Recently, a new Bitcoin startup called Coinlab attracted considerable attention from the community, raising $500,000 startup capital from Silicon Valley angel investors. Operating under the tagline “All your gamers are gold”, what the startup intends to do is to help game companies monetize “that 80% in the middle” – those users who have a significant commitment to the game but not enough of one to buy a monthly subscription or spend heavily on virtual goods. Of course, the method that they intend to employ is Bitcoin mining.
The idea of Bitcoin mining as a means of paying for software is nothing new. About a year ago, Javascript miners attracted considerable buzz as some proclaimed that background browser mining could even replace Adsense as a means of web content monetization. However, that project never got off the ground, and its creator quickly gave up, explaining that “Javascript is just too slow to mine bitcoins. The recent difficulty increases have made this an impractical idea.” This was predictable; since Javascript only has access to a computer’s CPU, and not its much more powerful GPU, now that GPU mining has become mainstream it will never again yield significant profits. Coinlab, however, is much more optimistic. According to their calculations, “the average gamer will generate 50 cents to $2 per day for the game companies by making that computing power available, working out to more than $15 per gamer per month.” According to this estimate, a non-paying customer of a game using Coinlab’s service would generate more revenue than a paying customer for a conventional MMORPG like World of Warcraft.

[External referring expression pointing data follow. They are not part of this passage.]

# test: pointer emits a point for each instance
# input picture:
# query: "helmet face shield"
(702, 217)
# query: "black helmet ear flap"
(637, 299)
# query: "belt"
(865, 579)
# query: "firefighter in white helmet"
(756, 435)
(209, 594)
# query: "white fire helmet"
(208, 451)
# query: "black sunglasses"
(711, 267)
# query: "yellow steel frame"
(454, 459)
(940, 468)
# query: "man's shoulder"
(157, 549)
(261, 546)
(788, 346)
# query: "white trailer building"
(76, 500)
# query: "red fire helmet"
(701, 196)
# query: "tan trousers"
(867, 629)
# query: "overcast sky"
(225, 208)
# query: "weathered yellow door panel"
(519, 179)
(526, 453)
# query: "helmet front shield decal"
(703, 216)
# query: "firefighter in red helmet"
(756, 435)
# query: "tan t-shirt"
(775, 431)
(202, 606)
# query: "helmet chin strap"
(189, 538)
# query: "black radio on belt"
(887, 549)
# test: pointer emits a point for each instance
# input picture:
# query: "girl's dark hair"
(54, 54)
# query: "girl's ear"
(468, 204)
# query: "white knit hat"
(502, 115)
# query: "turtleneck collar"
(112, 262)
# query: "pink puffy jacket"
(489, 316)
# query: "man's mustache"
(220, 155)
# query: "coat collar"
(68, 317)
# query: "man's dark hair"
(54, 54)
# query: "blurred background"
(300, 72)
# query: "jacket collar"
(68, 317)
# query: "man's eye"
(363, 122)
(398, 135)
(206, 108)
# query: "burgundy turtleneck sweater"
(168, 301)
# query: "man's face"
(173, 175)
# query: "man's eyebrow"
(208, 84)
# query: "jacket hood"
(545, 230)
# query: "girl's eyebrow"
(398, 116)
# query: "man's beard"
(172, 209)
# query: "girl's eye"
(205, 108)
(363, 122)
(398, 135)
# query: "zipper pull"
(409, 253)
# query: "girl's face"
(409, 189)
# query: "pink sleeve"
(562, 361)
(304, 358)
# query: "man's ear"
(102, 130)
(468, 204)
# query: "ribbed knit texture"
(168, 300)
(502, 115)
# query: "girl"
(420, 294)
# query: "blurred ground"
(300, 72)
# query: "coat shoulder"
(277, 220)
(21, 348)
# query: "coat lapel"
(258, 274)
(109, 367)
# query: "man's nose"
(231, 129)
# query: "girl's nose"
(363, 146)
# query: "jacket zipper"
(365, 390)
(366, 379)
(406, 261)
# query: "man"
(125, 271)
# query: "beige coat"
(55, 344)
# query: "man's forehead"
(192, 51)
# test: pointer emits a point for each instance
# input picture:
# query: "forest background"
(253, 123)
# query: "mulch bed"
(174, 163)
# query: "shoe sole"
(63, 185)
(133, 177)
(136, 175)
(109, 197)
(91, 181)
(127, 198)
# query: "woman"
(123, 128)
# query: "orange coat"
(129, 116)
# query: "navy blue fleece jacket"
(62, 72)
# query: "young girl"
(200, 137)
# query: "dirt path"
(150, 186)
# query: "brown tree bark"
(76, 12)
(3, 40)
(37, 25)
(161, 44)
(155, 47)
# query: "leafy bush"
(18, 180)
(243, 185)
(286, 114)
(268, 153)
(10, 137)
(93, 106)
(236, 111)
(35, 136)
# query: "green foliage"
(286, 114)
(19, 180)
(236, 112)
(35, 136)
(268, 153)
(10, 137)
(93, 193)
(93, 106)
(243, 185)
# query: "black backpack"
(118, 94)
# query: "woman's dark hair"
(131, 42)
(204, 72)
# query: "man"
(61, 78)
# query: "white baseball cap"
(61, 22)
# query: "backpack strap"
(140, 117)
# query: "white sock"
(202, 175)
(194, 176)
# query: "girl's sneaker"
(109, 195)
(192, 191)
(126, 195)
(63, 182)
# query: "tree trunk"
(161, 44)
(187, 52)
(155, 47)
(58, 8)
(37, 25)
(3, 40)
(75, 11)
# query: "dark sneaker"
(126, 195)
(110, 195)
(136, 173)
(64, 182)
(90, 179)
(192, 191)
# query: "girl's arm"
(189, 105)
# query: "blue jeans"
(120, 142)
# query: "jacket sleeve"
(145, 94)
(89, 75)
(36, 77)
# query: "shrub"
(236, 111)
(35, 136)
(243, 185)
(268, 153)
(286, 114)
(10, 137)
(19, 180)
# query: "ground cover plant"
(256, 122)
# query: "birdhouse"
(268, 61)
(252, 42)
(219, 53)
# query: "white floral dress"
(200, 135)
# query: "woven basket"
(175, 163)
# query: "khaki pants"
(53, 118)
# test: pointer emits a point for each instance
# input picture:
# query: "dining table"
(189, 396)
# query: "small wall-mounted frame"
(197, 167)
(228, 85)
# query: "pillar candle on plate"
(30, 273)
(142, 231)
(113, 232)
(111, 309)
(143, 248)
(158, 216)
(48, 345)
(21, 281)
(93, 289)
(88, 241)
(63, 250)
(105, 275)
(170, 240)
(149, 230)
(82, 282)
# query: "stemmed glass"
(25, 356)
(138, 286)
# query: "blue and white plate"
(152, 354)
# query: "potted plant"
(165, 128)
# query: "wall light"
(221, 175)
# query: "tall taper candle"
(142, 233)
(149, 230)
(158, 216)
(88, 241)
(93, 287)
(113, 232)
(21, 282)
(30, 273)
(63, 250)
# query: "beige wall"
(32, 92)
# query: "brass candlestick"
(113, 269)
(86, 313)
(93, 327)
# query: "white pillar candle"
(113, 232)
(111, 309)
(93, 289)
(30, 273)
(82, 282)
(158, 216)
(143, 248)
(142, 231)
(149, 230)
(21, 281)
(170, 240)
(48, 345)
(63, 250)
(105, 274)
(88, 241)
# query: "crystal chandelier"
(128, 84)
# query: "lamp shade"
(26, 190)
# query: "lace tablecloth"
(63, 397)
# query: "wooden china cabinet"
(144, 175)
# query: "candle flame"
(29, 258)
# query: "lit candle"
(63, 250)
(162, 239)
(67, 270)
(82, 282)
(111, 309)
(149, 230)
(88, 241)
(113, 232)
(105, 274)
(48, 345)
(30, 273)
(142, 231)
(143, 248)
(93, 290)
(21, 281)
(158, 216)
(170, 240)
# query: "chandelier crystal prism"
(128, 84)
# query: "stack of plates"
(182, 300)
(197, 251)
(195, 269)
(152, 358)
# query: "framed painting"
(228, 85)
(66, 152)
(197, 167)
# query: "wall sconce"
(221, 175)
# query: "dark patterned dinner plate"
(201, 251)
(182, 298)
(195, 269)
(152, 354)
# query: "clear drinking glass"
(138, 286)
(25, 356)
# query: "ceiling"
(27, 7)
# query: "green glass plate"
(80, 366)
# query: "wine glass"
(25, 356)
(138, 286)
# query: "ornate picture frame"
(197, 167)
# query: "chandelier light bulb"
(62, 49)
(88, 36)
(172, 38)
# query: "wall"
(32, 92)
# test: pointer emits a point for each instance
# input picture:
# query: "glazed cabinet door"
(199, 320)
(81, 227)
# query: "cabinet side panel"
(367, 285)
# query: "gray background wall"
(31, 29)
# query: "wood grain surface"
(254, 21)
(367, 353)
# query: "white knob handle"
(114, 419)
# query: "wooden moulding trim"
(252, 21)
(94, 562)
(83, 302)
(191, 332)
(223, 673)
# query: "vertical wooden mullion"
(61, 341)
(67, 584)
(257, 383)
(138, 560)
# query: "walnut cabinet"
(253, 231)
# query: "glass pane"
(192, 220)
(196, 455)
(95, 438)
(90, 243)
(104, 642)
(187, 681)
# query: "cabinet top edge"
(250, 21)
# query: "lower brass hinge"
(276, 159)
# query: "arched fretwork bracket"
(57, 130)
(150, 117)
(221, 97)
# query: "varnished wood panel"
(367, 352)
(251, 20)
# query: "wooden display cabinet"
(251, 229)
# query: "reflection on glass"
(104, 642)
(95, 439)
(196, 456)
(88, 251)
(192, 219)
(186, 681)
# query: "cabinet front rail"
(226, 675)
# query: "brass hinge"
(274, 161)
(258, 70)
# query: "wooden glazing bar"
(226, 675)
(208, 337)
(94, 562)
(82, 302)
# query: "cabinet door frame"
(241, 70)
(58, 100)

On the surface, the estimate is sound. Assuming that a computer has 300 MH/s (a reasonable estimate, judging by an informal poll taken last summer), since the mining factor (USD per day per 100 MH/s) is currently about $0.33, a gamer running Coinlab’s background software might be able to earn the company $30 per month. However, there are serious problems with this estimate as it is.
First of all, the business model is not scalable. At a price of $5, Bitcoin mining generates a total of $36000 per day, or $13 million per year, for all miners no matter how many there are, and this figure will fall to $6.5 million per year by the time Coinlab gains substantial momentum due to the upcoming mining reward change in December (although an argument can be made that the change will simultaneously increase the Bitcoin price, undoing some of this loss). If Bitcoin mining is to become the source for even 0.01% of the $65 billion per year video game industry’s revenue, the number of gamers the industry needs to attract to grab each additional dollar would in the worst case scenario approach infinity – in order to capture 90% of the pie, you need to have enough hash power to match 900% of the size of the pie as it currently is (an equilibrium at which each individual user would be generating a mere $3 per month rather than $30), and capturing 100% of the pie or more is impossible. One reply to this is that the size of the Bitcoin economy, and therefore the Bitcoin price, will increase, but even as this happens the mining reward will continue to fall, so it is unlikely that mining revenue will ever exceed a few billion dollars per year even if it Bitcoin does become a significant global currency.
Secondly, the assumption that gamers will be playing on computers that are running 24 hours a day is unlikely to last. Desktop computer sales are on an irreversible decline, and by 2015 the overwhelming majority of users will be on a combination of notebooks, netbooks and tablets. Most worrying of all, it is the computationally weakest category of them all, tablets, that are overtaking the desktop, as the middle categories are remaining constant. Laptops, netbooks and tablets are much weaker than desktops in terms of GPU hash rate, and even the hash power that they do have often cannot be used. Suspend and hibernate mean that they are off for a significant portion of each day, and Bitcoin mining on a computer that is not connected to a power source will quickly drain the battery, which will lead many portable users to reject the software.
Finally, the viability of mining on general-purpose hardware is at the same time threatened from the other direction: that of specialized mining chips. The era of CPU mining is long over and even GPU mining is now entering its twilight as customized hardware like FPGA takes over and custom-built ASIC (that’s application-specific integrated circuits, chips designed for the sole purpose of mining) looms over the horizon, threatening to make all lower-grade mining technologies obsolete. In a year’s time, mining on general purpose hardware is doomed to suffer the same fate that Javascript mining did before it was born.
While Bitcoin mining may make software developers some small change in the near term, it is ultimately not only useless for this purpose but highly environmentally irresponsible. If the business model is to survive longer than a year at all, it will be by deception, relying on users’ ignorance of the cost that they are paying for the electricity that the mining software is consuming overnight. The Bitcoin network, already criticized for what many see as a waste of electricity, would become even more so, spending perhaps an extra $50 million per year mining on inefficient hardware only to increase the investment required by an attacker to overpower the network by a mere $1 million. If we are to be paying for our games with bitcoin, perhaps we should work on developing a microtransaction-friendly Bitcoin economy and helping users buy bitcoins quickly and easily so that they can buy the games directly.